The same is true for light infantry, I had been leaning towards 3 men on a 3" frontage but that makes them permanent skirmishers. Do I want to go there or not? I also wanted to keep my light infantry and cavalry units the same size for Grant Teaser reasons as opposed to historical ones.   In this game I had some organized as 2 stand units and some as single stand. I was forced to deploy sabots to keep the 2" wide stands spread out when skirmishing but this game me the flexibility of bringing them  into a massed formation. Was that right or wrong? Either historically or as I envisaged it? The line infantry light companies on split bases are the most effective way to switch back and forth but it can easily get confusing,they just don't look good for the irregular types and if I allow irregular light infantry to tighten up then I may need to add a negative melee modifier, the wider bases were supposed to supply the advantage to formed troops. Again more thought but I suspect my decision will mirror the cavalry one with either 1 large or 2 smaller stand units (4 stands of skirmishers just doesn't work)     

Did I mention I have a BUNCH of casting and painting to do over the next 6 weeks?


  1. A nice account . . . and interesting after action thoughts.

    Did the provisional QRS work okay?

    -- Jeff

    1. Hi Jeff, yes they worked well.Thank you. I uploaded a copy and was going to share it but need to update it again first.

  2. A good AAR of the battle and your thoughts going forward.
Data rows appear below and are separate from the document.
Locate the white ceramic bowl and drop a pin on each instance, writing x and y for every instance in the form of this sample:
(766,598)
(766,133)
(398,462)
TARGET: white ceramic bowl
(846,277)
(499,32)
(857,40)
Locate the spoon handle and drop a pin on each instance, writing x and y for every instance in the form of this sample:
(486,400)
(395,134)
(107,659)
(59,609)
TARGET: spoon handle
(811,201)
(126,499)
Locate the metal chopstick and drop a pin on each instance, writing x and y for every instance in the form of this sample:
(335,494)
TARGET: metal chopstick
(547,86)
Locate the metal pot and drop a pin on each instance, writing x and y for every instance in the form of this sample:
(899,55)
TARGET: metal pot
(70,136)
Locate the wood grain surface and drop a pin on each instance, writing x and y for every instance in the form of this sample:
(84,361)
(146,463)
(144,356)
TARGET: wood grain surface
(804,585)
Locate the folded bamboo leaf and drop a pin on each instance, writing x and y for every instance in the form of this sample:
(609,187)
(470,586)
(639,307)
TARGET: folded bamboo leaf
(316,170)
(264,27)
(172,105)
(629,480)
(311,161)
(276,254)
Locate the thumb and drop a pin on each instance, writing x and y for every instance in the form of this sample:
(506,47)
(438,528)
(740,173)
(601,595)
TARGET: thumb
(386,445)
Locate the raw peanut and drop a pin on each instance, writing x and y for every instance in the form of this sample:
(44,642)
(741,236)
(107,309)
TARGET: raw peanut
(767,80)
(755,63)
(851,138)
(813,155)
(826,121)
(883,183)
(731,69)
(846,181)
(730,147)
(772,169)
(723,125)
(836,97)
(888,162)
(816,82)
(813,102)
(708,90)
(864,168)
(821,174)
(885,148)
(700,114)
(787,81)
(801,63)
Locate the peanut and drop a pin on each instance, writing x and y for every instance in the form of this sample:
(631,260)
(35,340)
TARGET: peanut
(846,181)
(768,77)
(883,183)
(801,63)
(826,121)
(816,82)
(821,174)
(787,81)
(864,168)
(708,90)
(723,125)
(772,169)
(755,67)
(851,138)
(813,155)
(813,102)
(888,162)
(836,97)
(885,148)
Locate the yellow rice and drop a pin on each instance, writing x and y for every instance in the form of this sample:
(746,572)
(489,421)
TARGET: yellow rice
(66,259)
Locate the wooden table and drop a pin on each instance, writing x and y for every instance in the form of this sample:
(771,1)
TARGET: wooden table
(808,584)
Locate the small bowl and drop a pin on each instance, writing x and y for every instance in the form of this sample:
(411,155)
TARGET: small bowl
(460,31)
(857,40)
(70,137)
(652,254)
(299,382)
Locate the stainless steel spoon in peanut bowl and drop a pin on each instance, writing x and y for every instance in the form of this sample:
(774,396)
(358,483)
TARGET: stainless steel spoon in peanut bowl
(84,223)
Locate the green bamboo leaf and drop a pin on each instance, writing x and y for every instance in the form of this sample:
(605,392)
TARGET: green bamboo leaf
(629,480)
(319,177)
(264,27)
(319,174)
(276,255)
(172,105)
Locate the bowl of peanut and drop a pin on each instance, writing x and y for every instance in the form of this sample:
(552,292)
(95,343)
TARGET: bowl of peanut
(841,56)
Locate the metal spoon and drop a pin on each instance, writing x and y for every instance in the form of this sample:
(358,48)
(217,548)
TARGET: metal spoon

It looks like most of your line infantry are 6 figures in two ranks on a base. Could you not use the same base frontage with half the depth for the skirmishers mounting 3 figures? If they form up then two bases will look like your line infantry. Personally I would keep the skirmishers mounted singlely.

    For cavalry keep the squadrons at two stands, otherwise how will you keep track of formations. If that means fewer squadrons on the table so be it.

    Thanks for sharing

    1. Hi Dave, splitting the stands is what I have done for regulars who can fight either way. Its the irregular types that I have been pondering. They accidently become as powerful as line infantry if they are formed base to base. A wider frontage might have solved that but I have ended up throwing in a modifier instead.

      I kind of like the single skirmishers but we had issues with the single skirmishers being unable to operate on the steep hills! They also suffer from an issue shared with the split stands: confusing gamers at conventions when they needs to determine how many dice to throw.

      I had been counting each cavalry stand as 1 squadron and operating as a regiment of 3 or 4 squadrons but after playing with the options today, I'm going just the way you suggest with 2 x 2 figure stands as a rather oversize squadron making each stand a troops That will give them more effect in combat as well as being able to change formation.

      Thanks for the comments. Good to get other views, esp when some agree!

  3. Ross,

    I don't recall if we used them when we played at my place, but I have my skirmishers on single depth 4" wide stands, which allows for them to "double up" (i.e., one behind another) to form a "single close-order" (but double wide) stand for melee. Might something like this work for you?